An inquisitive calf followed me along, rather thankfully on the other side of the fence!
In the ruins of the impressive Roman Amphitheatre at Silchester (pictures previously published so won't repeat) was an attractive plant; it was growing on the north side where it catches the sun, I was hoping it was some rare native plant, but I now think it is a naturalised group of Triquetrous Leek (Allium triquetrum).
The Roman outer city wall on the south side is the most impressive; you can see it stretching right to the horizon.
The ancient walls offer an interesting habitat for chalk-loving plants. Too early in the year to see all that much, there was wall rue of course, but I think this little gem is Saxifraga tridactylites.
Also on the walls but on the west side and under tree cover was Navelwort (which sounds unpleasant) Umbilicus rupestris. The curious leaves have the 'stalk' in the middle of them. This is the developing flower spike, it will be an impressive sight when in flower.
The warm spell had brought bluebells into flower very quickly.
To the south of Silchester one wood in particular had a good display of bluebells.
I made my way towards Pamber Forest - a large area of mixed woodland east of Tadley. It was at this point that I heard my first Cuckoo - another increasingly rare event. Lots of butterflies here as elsewhere on the walk (Peacock, Small Tortoiseshell, Orange Tip, Speckled Wood, Small White), but I have included many photographs of these recently so will make do with this Brimstone.

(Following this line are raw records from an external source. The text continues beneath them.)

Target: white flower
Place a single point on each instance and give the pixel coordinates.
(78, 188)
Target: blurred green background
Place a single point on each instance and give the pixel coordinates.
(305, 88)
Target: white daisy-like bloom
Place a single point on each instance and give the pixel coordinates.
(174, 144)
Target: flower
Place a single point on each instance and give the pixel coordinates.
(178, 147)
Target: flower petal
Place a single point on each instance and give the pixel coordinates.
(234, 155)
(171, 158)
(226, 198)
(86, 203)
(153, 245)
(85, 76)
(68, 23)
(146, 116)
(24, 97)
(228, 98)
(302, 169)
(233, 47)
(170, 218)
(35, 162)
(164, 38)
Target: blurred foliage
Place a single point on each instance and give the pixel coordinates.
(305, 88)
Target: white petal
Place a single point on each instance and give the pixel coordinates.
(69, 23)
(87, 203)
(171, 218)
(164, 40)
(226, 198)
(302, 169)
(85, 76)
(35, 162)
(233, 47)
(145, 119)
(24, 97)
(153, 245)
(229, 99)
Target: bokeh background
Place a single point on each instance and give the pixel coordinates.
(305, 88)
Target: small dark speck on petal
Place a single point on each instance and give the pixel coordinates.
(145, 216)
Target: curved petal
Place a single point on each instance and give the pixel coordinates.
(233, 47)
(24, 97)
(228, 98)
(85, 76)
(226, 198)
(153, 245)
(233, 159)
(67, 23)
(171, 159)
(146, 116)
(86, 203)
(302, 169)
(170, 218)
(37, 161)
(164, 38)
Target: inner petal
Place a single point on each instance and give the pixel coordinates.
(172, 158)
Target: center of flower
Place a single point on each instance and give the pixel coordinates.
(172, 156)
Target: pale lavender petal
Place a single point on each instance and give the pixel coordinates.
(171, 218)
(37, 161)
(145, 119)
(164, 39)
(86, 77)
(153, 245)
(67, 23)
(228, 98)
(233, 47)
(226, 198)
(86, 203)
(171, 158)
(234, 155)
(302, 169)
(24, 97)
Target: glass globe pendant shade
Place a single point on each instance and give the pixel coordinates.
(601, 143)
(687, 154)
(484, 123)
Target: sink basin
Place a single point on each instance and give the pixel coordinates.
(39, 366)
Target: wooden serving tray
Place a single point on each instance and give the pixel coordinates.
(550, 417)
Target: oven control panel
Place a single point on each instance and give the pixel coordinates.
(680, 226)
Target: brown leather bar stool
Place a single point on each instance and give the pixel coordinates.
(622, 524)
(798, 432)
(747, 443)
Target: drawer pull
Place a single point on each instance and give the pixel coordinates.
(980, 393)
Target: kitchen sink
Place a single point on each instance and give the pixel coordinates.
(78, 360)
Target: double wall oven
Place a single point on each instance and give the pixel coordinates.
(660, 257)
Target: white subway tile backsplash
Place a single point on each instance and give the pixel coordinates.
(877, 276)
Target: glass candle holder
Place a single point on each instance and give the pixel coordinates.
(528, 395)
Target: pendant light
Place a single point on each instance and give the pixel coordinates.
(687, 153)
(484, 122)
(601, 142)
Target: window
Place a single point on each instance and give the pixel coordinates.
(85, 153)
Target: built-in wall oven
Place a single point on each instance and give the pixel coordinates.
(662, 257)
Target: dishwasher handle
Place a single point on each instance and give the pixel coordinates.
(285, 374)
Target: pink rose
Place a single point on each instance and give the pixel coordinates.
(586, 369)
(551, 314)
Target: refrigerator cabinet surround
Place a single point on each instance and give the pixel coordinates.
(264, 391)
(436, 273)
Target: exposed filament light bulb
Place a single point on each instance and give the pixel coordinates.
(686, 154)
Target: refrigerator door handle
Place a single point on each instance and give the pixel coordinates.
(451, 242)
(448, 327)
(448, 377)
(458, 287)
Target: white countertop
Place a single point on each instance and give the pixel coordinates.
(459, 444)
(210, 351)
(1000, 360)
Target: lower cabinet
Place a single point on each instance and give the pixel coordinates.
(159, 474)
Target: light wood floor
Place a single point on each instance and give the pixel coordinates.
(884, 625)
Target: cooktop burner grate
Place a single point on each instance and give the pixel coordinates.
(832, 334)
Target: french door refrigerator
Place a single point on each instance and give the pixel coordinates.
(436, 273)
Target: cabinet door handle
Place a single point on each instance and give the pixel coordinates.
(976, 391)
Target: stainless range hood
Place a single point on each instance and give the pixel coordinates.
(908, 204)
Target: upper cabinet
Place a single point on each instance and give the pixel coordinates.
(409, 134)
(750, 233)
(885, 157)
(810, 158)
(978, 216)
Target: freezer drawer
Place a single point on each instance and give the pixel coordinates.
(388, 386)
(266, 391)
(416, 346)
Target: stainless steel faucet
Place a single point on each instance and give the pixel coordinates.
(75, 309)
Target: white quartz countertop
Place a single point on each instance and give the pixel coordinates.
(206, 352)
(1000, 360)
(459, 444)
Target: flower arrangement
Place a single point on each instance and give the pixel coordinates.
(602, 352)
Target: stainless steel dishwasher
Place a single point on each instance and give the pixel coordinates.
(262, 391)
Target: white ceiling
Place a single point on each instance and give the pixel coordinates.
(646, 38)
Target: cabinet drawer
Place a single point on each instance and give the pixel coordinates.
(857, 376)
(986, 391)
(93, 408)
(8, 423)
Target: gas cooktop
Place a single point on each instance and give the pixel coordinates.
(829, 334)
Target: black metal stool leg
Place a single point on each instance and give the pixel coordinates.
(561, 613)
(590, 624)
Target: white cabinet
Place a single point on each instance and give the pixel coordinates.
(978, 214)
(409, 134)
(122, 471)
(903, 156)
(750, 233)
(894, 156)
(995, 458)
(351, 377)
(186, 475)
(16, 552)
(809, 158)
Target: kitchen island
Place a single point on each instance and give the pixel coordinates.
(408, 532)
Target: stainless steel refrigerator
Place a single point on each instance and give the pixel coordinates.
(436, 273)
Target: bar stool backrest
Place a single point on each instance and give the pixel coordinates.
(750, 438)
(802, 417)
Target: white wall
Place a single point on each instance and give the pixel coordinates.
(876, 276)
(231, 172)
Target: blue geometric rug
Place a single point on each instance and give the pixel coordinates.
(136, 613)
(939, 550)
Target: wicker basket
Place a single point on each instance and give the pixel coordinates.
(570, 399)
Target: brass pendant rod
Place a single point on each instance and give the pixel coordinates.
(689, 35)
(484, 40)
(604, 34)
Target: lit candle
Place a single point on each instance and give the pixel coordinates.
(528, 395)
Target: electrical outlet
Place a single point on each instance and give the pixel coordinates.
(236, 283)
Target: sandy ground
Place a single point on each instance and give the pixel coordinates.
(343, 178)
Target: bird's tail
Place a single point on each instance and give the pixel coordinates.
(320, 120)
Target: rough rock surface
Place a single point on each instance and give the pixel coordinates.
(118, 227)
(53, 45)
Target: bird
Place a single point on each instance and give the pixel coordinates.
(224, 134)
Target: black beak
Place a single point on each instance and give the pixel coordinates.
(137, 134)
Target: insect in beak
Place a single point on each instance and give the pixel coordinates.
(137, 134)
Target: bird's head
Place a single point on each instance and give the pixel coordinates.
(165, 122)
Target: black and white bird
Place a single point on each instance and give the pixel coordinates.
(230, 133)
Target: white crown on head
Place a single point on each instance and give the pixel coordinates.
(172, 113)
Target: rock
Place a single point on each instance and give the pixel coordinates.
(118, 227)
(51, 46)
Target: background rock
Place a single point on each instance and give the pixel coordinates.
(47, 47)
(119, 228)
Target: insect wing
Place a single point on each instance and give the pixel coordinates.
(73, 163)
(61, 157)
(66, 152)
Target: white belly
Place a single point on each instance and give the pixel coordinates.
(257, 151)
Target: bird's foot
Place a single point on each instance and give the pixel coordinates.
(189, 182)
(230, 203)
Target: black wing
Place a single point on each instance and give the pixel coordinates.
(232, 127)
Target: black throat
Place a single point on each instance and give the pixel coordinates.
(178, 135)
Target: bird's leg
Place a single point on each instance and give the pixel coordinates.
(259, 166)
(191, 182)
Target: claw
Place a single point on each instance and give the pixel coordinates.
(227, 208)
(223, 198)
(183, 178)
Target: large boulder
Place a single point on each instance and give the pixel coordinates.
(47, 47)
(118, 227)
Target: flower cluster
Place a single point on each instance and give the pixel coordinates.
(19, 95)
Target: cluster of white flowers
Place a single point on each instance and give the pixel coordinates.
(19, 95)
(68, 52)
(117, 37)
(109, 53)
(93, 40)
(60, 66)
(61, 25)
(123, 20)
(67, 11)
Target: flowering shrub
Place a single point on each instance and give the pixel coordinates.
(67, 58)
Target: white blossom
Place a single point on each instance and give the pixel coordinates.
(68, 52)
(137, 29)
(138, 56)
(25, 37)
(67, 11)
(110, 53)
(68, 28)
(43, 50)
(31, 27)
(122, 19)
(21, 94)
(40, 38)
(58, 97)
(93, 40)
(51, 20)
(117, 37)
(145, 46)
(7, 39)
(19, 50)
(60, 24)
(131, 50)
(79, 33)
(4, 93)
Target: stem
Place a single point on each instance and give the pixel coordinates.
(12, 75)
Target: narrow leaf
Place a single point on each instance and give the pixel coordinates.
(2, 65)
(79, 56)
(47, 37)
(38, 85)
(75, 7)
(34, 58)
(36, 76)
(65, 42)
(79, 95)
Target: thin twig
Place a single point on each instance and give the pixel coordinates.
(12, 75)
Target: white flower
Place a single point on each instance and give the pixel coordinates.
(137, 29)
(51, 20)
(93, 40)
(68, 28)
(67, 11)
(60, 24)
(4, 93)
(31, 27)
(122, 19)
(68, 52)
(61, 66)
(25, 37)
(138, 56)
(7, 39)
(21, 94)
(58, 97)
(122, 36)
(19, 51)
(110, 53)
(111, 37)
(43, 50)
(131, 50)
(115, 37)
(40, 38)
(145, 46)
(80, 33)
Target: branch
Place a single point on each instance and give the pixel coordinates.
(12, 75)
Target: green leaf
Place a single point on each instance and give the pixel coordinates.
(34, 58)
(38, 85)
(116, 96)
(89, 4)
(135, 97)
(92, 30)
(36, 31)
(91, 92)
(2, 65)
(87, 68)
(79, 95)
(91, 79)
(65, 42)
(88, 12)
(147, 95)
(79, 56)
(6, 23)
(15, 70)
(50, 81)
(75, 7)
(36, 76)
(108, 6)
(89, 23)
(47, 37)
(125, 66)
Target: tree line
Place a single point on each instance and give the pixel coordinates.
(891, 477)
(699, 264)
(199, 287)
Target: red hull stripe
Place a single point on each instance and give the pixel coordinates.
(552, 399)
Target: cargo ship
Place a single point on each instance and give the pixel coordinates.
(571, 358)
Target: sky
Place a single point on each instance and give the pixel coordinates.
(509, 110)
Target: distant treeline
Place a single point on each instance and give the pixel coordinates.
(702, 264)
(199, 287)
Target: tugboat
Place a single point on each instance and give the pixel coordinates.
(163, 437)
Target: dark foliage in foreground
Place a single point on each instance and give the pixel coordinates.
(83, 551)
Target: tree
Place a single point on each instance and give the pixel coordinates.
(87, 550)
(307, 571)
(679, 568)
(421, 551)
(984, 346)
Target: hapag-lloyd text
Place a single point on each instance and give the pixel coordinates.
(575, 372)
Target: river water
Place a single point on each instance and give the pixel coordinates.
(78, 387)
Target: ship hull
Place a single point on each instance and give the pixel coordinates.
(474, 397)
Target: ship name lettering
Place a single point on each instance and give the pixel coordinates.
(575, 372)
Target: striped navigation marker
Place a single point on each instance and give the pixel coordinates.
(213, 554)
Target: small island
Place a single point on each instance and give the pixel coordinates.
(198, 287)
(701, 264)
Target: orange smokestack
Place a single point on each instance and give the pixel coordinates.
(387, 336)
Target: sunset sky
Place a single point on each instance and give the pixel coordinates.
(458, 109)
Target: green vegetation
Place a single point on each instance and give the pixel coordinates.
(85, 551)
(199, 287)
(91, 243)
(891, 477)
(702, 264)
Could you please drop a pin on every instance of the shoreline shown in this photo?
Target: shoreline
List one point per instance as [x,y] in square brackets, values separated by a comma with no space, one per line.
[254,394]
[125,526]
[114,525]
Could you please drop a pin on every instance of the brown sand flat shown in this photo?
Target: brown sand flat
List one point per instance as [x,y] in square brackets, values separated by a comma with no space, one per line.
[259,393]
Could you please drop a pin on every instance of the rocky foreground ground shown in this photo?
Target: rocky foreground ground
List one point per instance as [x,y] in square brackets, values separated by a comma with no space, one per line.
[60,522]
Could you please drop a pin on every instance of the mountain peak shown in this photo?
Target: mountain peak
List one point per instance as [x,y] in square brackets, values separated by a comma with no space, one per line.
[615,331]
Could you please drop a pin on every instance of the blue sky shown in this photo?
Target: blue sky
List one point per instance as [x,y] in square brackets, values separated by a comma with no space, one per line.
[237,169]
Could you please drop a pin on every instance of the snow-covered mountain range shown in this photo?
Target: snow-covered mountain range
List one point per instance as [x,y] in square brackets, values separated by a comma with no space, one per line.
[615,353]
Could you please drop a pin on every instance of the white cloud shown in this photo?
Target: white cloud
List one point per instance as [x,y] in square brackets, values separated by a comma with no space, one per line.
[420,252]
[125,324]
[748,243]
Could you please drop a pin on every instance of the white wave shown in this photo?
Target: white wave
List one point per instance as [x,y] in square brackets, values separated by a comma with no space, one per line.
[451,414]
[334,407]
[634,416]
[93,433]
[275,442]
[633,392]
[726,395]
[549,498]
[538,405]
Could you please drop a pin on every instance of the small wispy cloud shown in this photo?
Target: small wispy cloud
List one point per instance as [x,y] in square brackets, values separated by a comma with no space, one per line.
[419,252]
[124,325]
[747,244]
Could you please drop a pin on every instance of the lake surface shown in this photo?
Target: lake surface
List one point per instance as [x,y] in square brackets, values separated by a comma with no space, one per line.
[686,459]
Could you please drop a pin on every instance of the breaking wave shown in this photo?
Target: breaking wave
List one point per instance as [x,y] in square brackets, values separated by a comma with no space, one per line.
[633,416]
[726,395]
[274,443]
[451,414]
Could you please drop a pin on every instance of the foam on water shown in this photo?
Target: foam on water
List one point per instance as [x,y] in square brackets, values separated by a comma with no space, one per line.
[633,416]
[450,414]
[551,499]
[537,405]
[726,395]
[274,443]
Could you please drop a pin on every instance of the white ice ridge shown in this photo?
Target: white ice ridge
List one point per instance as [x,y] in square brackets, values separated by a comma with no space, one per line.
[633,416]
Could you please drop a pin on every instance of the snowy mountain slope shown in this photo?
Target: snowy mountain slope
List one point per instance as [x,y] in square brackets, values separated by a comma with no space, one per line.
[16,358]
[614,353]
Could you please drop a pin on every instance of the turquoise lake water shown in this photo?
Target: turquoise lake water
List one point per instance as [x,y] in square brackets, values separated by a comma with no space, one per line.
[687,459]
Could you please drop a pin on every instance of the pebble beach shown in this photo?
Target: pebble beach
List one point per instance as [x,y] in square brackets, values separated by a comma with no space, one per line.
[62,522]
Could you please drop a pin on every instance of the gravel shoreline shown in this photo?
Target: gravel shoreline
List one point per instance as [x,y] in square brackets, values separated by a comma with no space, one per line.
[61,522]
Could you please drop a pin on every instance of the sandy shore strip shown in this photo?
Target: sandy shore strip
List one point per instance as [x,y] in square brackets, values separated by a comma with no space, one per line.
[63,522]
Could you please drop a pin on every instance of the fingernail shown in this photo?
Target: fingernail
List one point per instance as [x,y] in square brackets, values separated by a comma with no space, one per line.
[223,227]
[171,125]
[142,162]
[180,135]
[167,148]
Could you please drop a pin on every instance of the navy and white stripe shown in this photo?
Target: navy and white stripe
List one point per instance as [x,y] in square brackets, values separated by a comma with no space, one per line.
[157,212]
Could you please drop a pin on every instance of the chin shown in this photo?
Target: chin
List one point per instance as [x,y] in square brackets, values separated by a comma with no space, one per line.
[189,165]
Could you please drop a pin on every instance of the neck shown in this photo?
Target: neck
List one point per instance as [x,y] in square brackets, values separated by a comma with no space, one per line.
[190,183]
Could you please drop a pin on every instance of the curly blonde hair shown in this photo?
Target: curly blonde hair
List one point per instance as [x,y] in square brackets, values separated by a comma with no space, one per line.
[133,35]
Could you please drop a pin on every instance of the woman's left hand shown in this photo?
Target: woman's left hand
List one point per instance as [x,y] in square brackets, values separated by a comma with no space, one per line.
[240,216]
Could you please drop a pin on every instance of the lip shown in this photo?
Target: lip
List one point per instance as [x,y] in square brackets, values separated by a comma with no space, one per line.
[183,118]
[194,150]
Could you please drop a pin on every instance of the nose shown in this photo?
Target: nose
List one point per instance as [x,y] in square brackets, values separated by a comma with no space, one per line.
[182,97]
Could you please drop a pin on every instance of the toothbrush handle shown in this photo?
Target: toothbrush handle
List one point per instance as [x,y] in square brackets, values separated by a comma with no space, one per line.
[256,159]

I headed on the straight track south through the middle of the forest. It is an extensive area and I had little time to explore.
My path took me onward to Little London which is a village strung out along the road with a nice pub (the Plough). One house had many UKIP posters and a flag for the ongoing election campaign. The name ‘Little London’ may come from seasonal farm workers coming from London or it may be a corruption of Loddon which is a river flowing near by.
I continued generally south east towards Basingstoke from here. One of the first areas I saw was a fragment of an old wood with Solomon's Seal (Polygonatum multiflorum) plants in bud.
Another nice woodland species to see here was Yellow Archangel (Lamiastrum galeobdolon), just coming into flower.
In many places along the way there were pretty violets in flower. I think this is Common Dog Violet.
On the fringes of Morgaston Wood I was delighted to see masses of Cuckoo Flowers (Cardamine pratensis) - so called because they come out when the cuckoos arrive. As I heard my first cuckoo earlier on in this walk, they had timed it well this year.
In Morgaston Wood there was a fine selection of Spring flowers among the Lesser Celandines and Bluebells: Wood anemones, Moschatel, Pignut, Woodruff, Solomon's seal and Goldilocks.
I walked down to Sherborne St. John, a nice little village by a brook. The church was impressive but locked. The last stage of the walk was into Basingstoke, the area to the north had an extensive housing development under construction - the footpath was shoved aside and difficult to follow. I then had to navigate 1.5 miles into Basingstoke without a useful map; this was quite a challenge as I had never been to this area before and it is a maze of roads and suburbia. Using just the direction of the sun I managed a pretty well straight course avoiding the main roads. In the middle of the estates on a bit of wasteland were cowslips, and as I had not seen them before them on the walk it was good to see them.
I have restricted the photographs, I took over 150 in all, so I could have included a lot more!.